The model (inference)
This is what actually thinks. I constantly switch between Claude, GPT 5.2, and Gemini 3 Pro. When one model gets stuck, another can often solve it with a different approach. The model is a commodity; treat it like one.
The agent runtime
It is the loop that turns a model into something useful. It doesn't matter very much either as long as it supports custom skills, prompts, and MCP configs.
The agent client
This is what you actually interact with and this is where I refuse to use defaults. Claude Code's terminal UI is fine, but it locks you into their ecosystem. I really believe my muscle memory is a liability.

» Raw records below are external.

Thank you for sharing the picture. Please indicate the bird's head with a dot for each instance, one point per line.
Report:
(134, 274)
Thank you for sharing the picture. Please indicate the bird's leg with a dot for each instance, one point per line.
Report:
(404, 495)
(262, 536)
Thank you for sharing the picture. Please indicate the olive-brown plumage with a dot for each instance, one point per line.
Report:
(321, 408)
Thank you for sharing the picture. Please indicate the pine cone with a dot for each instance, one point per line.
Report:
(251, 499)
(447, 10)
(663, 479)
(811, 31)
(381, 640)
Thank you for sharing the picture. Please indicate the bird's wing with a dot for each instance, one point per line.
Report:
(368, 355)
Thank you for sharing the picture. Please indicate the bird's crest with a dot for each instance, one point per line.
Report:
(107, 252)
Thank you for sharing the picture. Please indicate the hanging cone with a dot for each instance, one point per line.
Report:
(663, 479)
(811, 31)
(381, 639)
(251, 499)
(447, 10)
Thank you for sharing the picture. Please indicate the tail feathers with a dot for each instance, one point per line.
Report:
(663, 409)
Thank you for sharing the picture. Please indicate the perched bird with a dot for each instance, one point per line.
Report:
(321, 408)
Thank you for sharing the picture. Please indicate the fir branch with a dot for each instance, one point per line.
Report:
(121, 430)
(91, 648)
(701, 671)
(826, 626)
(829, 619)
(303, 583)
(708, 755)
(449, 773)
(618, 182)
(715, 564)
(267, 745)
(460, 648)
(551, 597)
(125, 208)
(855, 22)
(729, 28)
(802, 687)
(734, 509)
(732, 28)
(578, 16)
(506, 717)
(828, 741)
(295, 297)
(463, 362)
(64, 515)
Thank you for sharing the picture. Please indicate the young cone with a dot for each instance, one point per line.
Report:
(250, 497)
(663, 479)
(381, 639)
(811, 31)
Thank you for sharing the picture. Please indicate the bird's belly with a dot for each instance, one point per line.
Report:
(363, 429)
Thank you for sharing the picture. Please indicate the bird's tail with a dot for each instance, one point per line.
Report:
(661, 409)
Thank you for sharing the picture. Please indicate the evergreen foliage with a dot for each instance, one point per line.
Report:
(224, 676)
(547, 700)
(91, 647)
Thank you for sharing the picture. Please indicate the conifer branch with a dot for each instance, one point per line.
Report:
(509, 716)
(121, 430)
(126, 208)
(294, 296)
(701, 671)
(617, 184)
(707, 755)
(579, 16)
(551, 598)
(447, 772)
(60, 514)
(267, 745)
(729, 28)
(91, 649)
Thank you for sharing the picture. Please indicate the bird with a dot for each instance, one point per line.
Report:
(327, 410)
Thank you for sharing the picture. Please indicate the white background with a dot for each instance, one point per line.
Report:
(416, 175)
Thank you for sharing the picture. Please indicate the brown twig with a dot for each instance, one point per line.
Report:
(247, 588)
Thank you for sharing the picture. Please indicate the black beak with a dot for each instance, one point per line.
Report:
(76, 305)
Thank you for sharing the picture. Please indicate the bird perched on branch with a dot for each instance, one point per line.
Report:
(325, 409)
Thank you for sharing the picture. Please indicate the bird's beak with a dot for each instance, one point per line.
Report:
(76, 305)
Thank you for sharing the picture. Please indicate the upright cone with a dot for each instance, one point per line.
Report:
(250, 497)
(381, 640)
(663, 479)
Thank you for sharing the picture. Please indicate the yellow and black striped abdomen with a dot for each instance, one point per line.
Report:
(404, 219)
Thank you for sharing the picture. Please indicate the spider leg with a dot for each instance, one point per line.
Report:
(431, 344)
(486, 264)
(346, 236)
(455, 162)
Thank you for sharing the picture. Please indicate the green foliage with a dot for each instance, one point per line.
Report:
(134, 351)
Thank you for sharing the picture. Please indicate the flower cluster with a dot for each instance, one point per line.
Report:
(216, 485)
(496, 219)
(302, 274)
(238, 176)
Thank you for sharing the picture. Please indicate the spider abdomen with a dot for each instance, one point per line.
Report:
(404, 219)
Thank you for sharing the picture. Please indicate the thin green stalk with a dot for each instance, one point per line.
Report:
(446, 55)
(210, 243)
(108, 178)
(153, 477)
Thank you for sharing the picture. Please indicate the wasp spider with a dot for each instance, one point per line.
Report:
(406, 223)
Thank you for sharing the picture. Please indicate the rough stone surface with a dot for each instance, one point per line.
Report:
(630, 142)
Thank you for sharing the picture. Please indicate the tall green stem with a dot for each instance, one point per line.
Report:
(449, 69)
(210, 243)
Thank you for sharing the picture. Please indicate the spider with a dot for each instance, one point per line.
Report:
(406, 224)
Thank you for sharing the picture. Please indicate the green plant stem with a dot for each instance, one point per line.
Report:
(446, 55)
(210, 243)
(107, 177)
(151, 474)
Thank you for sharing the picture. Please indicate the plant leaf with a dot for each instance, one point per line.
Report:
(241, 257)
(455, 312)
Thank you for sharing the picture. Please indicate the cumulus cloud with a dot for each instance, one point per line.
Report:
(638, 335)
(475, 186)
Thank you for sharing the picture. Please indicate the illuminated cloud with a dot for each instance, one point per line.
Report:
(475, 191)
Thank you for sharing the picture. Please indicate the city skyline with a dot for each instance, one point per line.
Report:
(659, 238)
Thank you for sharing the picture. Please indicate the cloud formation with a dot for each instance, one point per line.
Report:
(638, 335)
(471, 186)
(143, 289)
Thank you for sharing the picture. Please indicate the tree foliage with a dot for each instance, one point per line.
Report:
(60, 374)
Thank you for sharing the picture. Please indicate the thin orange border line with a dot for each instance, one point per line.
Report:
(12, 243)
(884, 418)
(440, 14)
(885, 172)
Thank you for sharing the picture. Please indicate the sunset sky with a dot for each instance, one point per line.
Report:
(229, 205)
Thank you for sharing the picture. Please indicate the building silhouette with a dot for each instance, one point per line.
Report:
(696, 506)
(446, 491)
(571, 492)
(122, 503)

I use Conductor, a native app that can run both Claude Code, Codex, and hopefully soon Open Code or Gemini. Pick what you want as long as you can easily switch the models.

The agent configuration
This is where your taste lives:
- Prompts
- MCP configs
- Skills
- etc
It has a lot of value, and it could be a very strong reason to not move to the best agent available. GPT might be smarter, but if it is blind and can't access your browser, dumb Claude will be better.
Thankfully AGI is here to free us from incompatible standards.
I moved all these configs to a private git repository in my own format, and Claude wrote a script to automatically "translate" and synchronize it with all my agents. If I teach GPT how to reverse engineer Java binaries, Gemini learns it as well.
So what to do next?
Optimizing switching costs gave me some degree of freedom but unfortunately that system is already obsolete. It is poorly suited for long-term tasks and my computer becomes crowded. Sometimes I am reviewing Codex work and Claude bothers me by taking control of my screen. If I leave it running or use a VPS it's particularly annoying to manage remotely (especially from a phone). I'm not even talking about the security risks of giving full access to my machine.
More importantly it still has two huge dependencies:
- First, the inference. 100% of my tokens are produced by US companies. Anthropic blocked OpenCode and is banning third-party client users. New account registration are closed. Cursor requires phone verification. Inference capacity can't keep up with demand and we are one political decision away from losing total access.
- Me. LLMs are, without a doubt, better than me at pretty much everything.
Yet I am still needed, and that doesn't mean I'm useful, it just means I'm doing something wrong.
That's what I'm trying to fix right now. I bought one NVIDIA Superchip before stocks run out and I'm going to learn how to run backup inference.
Regarding the human bottleneck that I am, I started building an infrastructure to control my agents remotely and give them the tools they need to replace me (the ability to control a desktop, launch and test native applications, etc). My mindset is simple: if I can do something, AI can do it better, faster... and cheaper.

Human tokens are not cheap, use them carefully.